Mock Hanson's music at your peril. The fresh-faced trio is still best-known for its effervescent tween-pop days - don't front, you know all the words to "MMMBop" - but it's grown into its bubblegum-funk/soul sound rather nicely. Last night at the Pageant, the band's devoted fanbase came out in full force to pogo, sing lyrics and scream in delight.
The band's touring in support of a new album, Shout It Out, which is a solid collection of pop-glazed, soul/funk/blues/rock hybrids. The set started with the album's first track, "Waiting for This," a piano-driven bounce. Taylor Hanson, sporting white pants and suspenders, was a dead ringer for Topher Grace's character, Eric, on That '70s Show. He pounded out the jaunty melody on a piano onstage, as brother Isaac wailed on guitar to his left. The extended version of the song was a bit tiresome, but it began the night in proper festive fashion.

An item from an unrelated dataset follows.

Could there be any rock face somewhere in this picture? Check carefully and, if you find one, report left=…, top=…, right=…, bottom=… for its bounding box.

A stripped-down version of the uplifting "Musical Ride," which found the trio stationed at the front of the stage in storyteller fashion, showcased Hanson's pinpoint harmonies, which remain one of its strengths all these years later. The disco-funk jam "And I Waited," an Out highlight featuring drummer Zac Hanson on lead vocals, was also infectious; the song channeled the best moments of Maroon 5 and moments from Hall & Oates. And the soul-rattle "Get Up and Go" had the tempo and timbre of the best Huey Lewis & the News songs (albeit G-rated Huey Lewis). In fact, much of Hanson's set felt plucked from another era, when pop music was innocent and well-crafted with an eye toward emotional warmth, not digital detachment.
As if proof of Hanson's talents, songs from its earlier days fit right in with newer, mature material. Middle of Nowhere's "A Minute Without You" lost the Jackson 5 baby fat and showcased some scorching, jangly riffs. The bubblegum-pop fave "If Only" became a jubilant excuse for Taylor Hanson and the crowd to jump around with abandon - a fizzy revival bursting with sunburst harmonies. Two auxiliary musicians added keyboards, guitars and other instruments, and helped enhance Hanson's grooves.
Rooney was the perfect opener for Hanson. Its no-nonsense 40-minute set showcased pristine, California-flecked pop full of zippy keyboards and kicky riffs. The band's latest, Eureka, was well-represented: New single "I Can't Get Enough" sailed along like a lazy afternoon spent enjoying tropical breezes, while vampy "The Hunch" and power-pop gem "Holdin' On" also stood out. A cover of Del Shannon's 1961 hit "Runaway" let vocalist Robert Carmine show off his falsetto; the title track of the band's 2007 album Calling the World also went over well.